California teacher files lawsuit against United Teachers of Los Angeles and Los Angeles Unified School District for constitutional violations

November 13, 2018

LOS ANGELES (Nov. 13, 2018) – Special education teacher Thomas Few has filed a lawsuit against the United Teachers of Los Angeles and the Los Angeles Unified School District for violating his First Amendment rights to free speech and freedom of association. Few is represented by attorneys from the Liberty Justice Center and the California Policy Center and the complaint is filed in the U.S. District Court for the Central District of California.

Despite the decisive victory for workers’ rights in the U.S. Supreme Court’s landmark decision in Janus v. AFSCME, Thomas Few is blocked from exercising his right to resign membership from the United Teachers of Los Angeles.

The Liberty Justice Center represented Illinois state worker Mark Janus in Janus v. AFSCME. On June 27, the U.S. Supreme Court ruled in Janus that it is illegal to require government workers to pay dues or fees to a government union as a condition of employment. The Court also required that government employers – including states, cities, counties, and school districts – obtain clear consent from an employee in order to collect any union dues or fees from that employee. Further, the Court said that consent cannot be assumed; it must be voluntary, knowing, and shown by clear and compelling evidence.

Since the Janus decision, Few has attempted to leave UTLA and has asked his employer, LAUSD, to stop withholding union dues from his paycheck. UTLA has insisted that Few can only exercise his constitutional rights to not be a member once a year during a brief, 30-day period which they define. The Los Angeles Unified School District supports UTLA in its efforts to violate Few’s First Amendment rights to free speech and freedom of association by continuing to withhold union dues from his paycheck without his affirmative consent. The State of California laws which authorize this withholding are unconstitutional and unenforceable.
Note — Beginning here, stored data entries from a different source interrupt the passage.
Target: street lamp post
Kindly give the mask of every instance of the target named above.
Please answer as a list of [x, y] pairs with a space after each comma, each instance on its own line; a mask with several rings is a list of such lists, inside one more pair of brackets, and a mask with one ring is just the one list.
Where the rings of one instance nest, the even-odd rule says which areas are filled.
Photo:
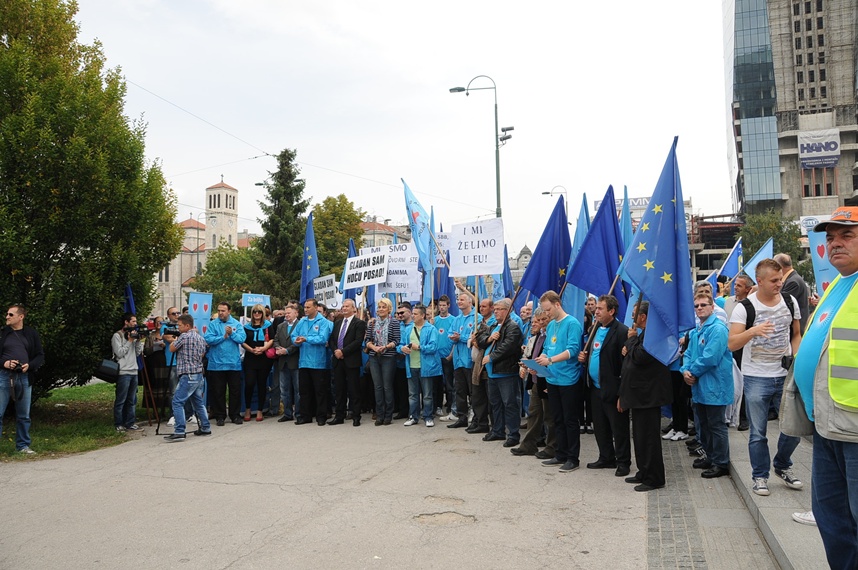
[[[200, 265], [200, 226], [202, 223], [200, 222], [200, 216], [205, 216], [205, 212], [200, 212], [197, 214], [197, 270], [194, 271], [194, 275], [199, 275], [202, 273], [202, 266]], [[216, 216], [211, 216], [207, 219], [214, 220]]]
[[[485, 77], [489, 81], [492, 82], [491, 87], [471, 87], [471, 83], [474, 80], [479, 79], [481, 77]], [[495, 84], [495, 80], [489, 77], [488, 75], [477, 75], [473, 79], [468, 82], [467, 87], [451, 87], [450, 93], [464, 93], [465, 95], [469, 95], [471, 91], [482, 91], [484, 89], [491, 89], [494, 91], [495, 96], [495, 192], [496, 192], [496, 200], [497, 200], [497, 210], [495, 211], [496, 217], [501, 217], [501, 191], [500, 191], [500, 147], [506, 144], [506, 141], [512, 138], [512, 135], [509, 134], [509, 131], [513, 130], [514, 127], [504, 127], [498, 131], [498, 90], [497, 85]], [[503, 132], [503, 135], [500, 133]]]
[[[558, 188], [563, 188], [563, 190], [557, 190]], [[555, 190], [557, 190], [557, 192], [555, 192]], [[550, 192], [543, 192], [542, 193], [543, 196], [554, 196], [555, 194], [563, 194], [563, 198], [564, 198], [563, 201], [564, 201], [565, 206], [566, 206], [566, 223], [568, 223], [569, 225], [572, 225], [572, 222], [569, 221], [569, 191], [566, 190], [566, 188], [563, 186], [555, 186], [554, 188], [551, 189]]]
A senior attorney for the Liberty Justice Center said: “The U.S. Supreme Court has declared that government employees have a choice and a voice when it comes to union membership. The United Teachers of Los Angeles are violating Thomas Few’s constitutional rights by not allowing him to withdraw from the union. The Unified School District of Los Angeles is complicit in this constitutional violation by taking union dues from Mr. Few’s paycheck against his will. In Janus v. AFSCME, the U.S. Supreme Court ruled that government unions must receive clear, voluntary, and informed consent from government workers for membership. Liberty Justice Center is determined to see that these rights are respected throughout the United States.”
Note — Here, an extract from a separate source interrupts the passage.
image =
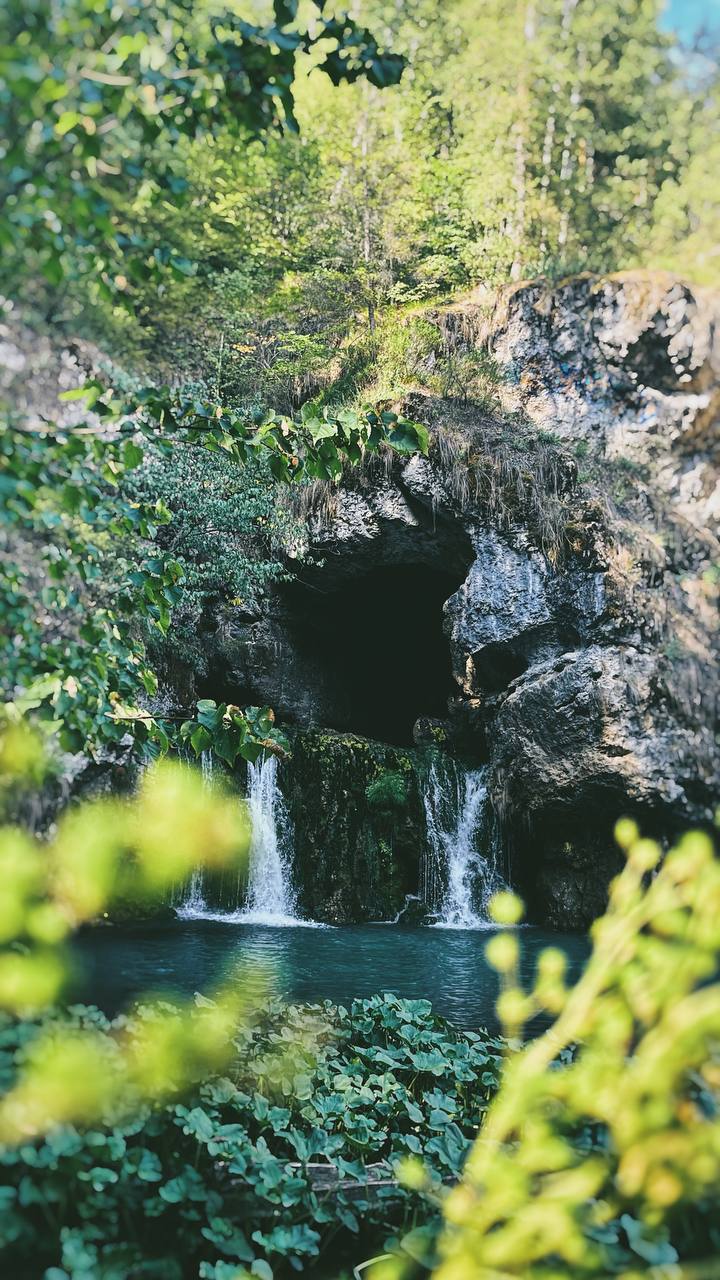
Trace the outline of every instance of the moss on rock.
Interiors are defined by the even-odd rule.
[[[295,736],[283,791],[303,914],[337,924],[394,919],[417,892],[425,847],[420,763],[420,752],[354,734]]]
Thomas Few, Los Angeles Unified School District special education teacher and plaintiff, offered the following comment: “Union leaders repeat the mantra that they’re here to serve us, but they don’t care about me or my right to choose. I can tell you that teachers’ union leaders see me as a cash machine to fund their special interests. United Teachers of Los Angeles will not allow me to exercise my First Amendment rights because they do not want other teachers to be informed about their rights.”
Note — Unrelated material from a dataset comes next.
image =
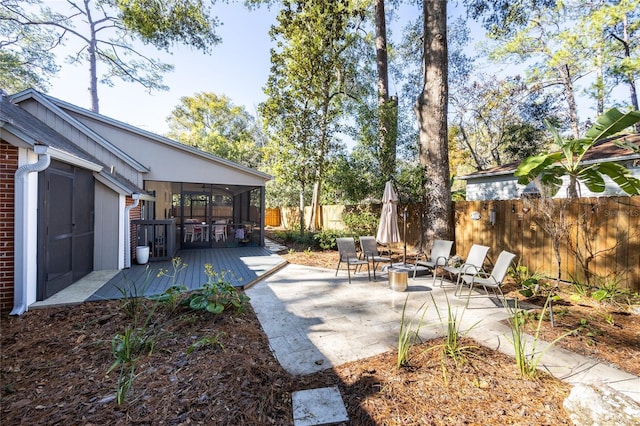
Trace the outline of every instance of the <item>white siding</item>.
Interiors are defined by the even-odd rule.
[[[640,168],[629,168],[631,174],[640,178]],[[567,196],[568,177],[563,177],[563,185],[554,198],[564,198]],[[467,180],[467,201],[482,200],[512,200],[520,198],[523,185],[518,185],[517,179],[513,175],[483,176]],[[627,195],[618,185],[605,176],[605,190],[601,193],[589,191],[580,184],[580,196],[582,197],[612,197]]]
Mark Bucher, CEO, California Policy Center, said: “The Supreme Court’s decision in Janus is clear: public employees can no longer be required to pay unions for the privilege of a government job. In Thomas Few’s case – and in hundreds of others – union leaders are deliberately violating the law. Calling union dues a ‘mandatory service fee’ is an attempt to circumvent the very clear purpose of the law. We know the court will agree with us.”